The year 2019 was the driest and hottest on record in Australia. A catastrophic bushfire season, that began months before usual, has left over 25 people dead, and has burned over 1.5 crore acres of land, killing an estimated 100 crore animals.
The acute drought has pushed massive herds of feral or wild camels towards remote towns looking for water, endangering indigenous communities. According to South Australia’s environment department, some camels have died of thirst or trampled each other as they rushed to find water.
The camels have been threatening scarce reserves of food and water, besides damaging infrastructure and creating a hazard for drivers, authorities have said. The herds have also contaminated important water sources and cultural sites.

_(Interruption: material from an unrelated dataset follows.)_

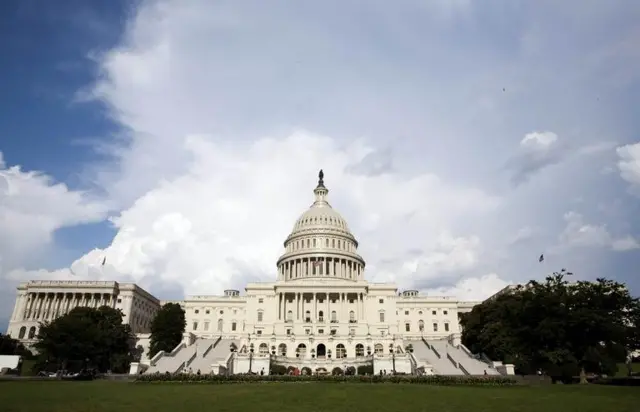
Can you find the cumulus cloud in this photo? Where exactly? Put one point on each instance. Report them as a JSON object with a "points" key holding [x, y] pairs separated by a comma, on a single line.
{"points": [[227, 216], [229, 109], [33, 206], [629, 165]]}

The APY Lands are located in Australia’s southeast and are home to about 2,300 Aboriginal Australians. In the past, the inhabitants used to gather the camels and sell them, but the recent drought spell has caused an unmanageable number of animals to turn up.
Aerial marksmen riding in two Robinson R44 four-seat light helicopters are culling the animals, according to The Australian. The animals are to be killed away from communities. Their carcasses will be burnt, unless they fall in remote and inaccessible locations, reports said.
Australia’s camel woes
Australia is believed to have the largest population of wild camels in the world — over 10 lakh, which is rapidly growing. The herds roam in the country’s inland deserts, and are considered a pest, as they foul water sources and trample native flora while foraging for food over vast distances each day.
Unless their breeding is controlled, the camel population doubles every nine years. The animals also have a massive carbon footprint, each camel emitting methane equivalent to one tonne of carbon dioxide a year. Some in the APY Lands are now demanding legislation that would allow them to legally cull the animals, which could help offset greenhouse emissions.